Van Gogh: Si Pemuja ‘Kejelekan’

“Ini tidak bagus,” katanya, “sama sekali tidak bagus. Kau merusak setiap aturan dasar mengambar. Kemarilah, pulanglah dan bawa kaki ini. Gambar lagi, lagi, dan lagi. Dan jangan kembali sampai kau menggambarnya dengan benar!” Perintah Mauve pada Van Gogh. Mauve adalah sepupu Vincent Van Gogh yang sudah menjadi pelukis terkenal lebih dulu ketimbang Van Gogh.

Lalu, apa yang dilakukan Vincent Van Gogh?
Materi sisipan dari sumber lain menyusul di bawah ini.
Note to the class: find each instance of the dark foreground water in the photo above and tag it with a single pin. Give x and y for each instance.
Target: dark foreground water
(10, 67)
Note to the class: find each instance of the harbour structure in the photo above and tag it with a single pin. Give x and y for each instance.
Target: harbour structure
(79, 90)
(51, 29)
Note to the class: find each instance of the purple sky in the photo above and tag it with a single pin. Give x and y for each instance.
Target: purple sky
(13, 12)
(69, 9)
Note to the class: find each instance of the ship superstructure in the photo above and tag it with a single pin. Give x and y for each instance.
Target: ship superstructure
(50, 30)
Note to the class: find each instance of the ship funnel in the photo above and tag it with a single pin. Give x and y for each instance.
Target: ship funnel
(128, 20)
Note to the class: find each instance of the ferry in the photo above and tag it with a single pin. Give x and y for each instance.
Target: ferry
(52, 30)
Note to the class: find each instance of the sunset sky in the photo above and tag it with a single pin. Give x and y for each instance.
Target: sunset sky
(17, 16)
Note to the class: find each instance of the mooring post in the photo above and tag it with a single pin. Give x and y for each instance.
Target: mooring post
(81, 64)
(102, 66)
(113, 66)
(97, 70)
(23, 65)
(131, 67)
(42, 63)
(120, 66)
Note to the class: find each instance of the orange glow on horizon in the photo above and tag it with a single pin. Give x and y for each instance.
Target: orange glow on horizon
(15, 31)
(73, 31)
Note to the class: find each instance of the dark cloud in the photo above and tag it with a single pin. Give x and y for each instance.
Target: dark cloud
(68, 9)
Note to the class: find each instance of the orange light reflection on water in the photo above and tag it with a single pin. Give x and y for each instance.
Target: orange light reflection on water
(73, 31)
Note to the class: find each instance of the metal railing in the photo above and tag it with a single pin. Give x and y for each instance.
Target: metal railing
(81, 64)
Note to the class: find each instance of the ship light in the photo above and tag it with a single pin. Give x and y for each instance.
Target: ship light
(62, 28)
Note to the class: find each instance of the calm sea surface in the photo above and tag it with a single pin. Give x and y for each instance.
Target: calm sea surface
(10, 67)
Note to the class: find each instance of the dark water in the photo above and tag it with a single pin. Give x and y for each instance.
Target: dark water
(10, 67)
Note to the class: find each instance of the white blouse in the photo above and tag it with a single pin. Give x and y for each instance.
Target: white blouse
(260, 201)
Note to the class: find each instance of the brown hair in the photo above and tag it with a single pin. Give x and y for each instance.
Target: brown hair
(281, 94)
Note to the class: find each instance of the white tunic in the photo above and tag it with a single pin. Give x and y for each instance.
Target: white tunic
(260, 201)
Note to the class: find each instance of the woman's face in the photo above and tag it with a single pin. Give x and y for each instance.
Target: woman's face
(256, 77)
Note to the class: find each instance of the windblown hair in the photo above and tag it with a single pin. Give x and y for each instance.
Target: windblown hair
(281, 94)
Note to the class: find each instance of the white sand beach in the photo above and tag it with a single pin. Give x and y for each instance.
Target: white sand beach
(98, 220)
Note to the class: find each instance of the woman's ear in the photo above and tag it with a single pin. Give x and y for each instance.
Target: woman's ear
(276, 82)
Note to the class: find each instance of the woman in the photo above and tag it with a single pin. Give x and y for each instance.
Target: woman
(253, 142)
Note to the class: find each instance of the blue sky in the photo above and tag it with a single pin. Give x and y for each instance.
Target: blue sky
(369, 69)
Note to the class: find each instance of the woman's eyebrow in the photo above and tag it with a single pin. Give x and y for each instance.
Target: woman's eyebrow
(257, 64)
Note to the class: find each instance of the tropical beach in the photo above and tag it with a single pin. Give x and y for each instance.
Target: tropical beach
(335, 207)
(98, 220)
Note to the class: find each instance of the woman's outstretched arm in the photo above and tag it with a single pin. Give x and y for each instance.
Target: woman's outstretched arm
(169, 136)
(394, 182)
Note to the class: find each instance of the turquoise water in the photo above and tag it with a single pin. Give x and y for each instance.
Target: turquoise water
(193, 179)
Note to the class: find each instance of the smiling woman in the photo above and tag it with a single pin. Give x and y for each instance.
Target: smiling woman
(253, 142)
Ternyata, ia tak mematuhi apa kata sepupunya. “…aku tak akan mengizinkan diriku diperintah oleh sistem yang dingin, sistemmu atau sistem orang lain. Aku harus mengekspresikan segala sesuatu sesuai dengan temperamen dan karakterku. Aku harus menggambar semua benda seperti caraku melihat benda-benda itu, tidak dengan caramu melihat!” Teriak Vincent.
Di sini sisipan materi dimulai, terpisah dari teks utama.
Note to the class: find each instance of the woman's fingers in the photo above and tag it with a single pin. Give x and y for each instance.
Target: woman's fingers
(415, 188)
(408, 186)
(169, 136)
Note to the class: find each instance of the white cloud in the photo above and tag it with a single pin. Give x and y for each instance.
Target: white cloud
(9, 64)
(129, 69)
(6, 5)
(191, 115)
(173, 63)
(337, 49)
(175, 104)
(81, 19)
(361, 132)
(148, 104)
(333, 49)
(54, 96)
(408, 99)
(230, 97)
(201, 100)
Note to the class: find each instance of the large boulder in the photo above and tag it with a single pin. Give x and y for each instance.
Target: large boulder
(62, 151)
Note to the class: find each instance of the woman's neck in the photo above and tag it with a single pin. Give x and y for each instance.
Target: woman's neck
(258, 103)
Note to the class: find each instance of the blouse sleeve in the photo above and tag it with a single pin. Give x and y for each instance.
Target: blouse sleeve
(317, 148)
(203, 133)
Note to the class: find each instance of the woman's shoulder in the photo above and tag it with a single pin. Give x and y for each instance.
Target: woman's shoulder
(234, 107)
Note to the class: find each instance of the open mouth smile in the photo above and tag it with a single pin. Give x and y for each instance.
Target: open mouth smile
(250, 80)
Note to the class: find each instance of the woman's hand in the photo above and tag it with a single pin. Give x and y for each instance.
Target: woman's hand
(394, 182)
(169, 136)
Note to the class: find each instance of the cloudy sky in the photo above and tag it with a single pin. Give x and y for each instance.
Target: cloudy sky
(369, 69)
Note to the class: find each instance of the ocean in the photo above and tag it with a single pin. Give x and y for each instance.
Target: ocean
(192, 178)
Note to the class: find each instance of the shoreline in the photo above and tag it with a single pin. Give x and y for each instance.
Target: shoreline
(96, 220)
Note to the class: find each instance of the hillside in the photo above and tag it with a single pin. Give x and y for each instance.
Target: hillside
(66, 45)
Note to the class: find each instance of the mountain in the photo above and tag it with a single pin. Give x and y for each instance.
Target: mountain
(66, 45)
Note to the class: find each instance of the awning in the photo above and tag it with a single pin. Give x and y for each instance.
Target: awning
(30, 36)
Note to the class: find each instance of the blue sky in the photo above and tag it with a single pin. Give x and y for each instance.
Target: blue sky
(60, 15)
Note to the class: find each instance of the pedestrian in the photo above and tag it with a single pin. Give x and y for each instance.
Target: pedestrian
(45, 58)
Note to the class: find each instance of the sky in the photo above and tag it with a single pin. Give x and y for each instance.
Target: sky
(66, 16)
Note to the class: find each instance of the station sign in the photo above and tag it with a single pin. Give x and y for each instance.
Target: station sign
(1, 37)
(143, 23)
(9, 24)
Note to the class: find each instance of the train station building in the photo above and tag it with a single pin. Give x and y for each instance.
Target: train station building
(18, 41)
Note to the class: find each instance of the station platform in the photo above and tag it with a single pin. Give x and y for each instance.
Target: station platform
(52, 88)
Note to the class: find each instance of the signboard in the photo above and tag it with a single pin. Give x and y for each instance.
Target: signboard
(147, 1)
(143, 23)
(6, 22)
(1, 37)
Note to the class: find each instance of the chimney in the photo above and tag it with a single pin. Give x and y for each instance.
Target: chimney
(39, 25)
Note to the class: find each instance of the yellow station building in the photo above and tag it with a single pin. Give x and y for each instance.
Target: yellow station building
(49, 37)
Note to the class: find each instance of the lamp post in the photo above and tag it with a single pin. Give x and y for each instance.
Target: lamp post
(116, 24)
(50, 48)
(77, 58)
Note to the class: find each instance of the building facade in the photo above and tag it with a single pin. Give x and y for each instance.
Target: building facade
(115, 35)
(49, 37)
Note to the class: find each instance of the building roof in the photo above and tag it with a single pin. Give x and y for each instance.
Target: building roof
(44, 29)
Sepenggal percakapan itulah yang ada di dalam novel biografis berjudul Lust for Life (2012) garapan Irving Stone. Novel yang digarap dengan penelitian biografi orisinal dan penulisan novel dengan ‘gaya puitis dan menyentuh’ ini menghadirkan kisah kehidupan Vincent Van Gogh, pelukis termahal di dunia yang mati sebagai orang terbuang. Dimana, ia menahbiskan  diri bersama teman-teman pelukis (Toulouse-Lautrec, Paul Gauguin, Georges Seurat, Rousseau, Paul Cezanne, tak terkecuali pengarang buku terkenal, Emile Zola)  sebagai pemuja ‘kejelekan’.

Dan, Emile Zola merumuskan pengertian pemuja ‘kejelekan’ dengan pernyataan begini: “… kita menganggap semua kebenaran itu indah, tak peduli seburuk wajah yang tampak. Kita menerima seluruh alam, tanpa penolakan. Kita percaya ada lebih banyak keindahan dalam kebenaran yang kasar (yang dianggap publik sebagai kejelekan) daripada kebohongan yang cantik. Kita menganggap rasa sakit itu  baik karena merupakan perasaan manusia yang paling mendalam. Kita meletakkan karakter di atas kejelekan, rasa sakit di atas kecantikan, dan realitas yang keras dan kasar di atas semua kekayaan di Paris. Kita menerima kehidupan secara menyeluruh tanpa membuat penghakiman moral. Kita menganggap pelacur sama baiknya dengan wanita bangsawan dan penjaga pintu sama baiknya dengan jenderal, petani sama baiknya dengan menteri kabinet, karena mereka semua cocok dengan pola alam, dan kita terjalin dalam desain kehidupan!” (hal. 398).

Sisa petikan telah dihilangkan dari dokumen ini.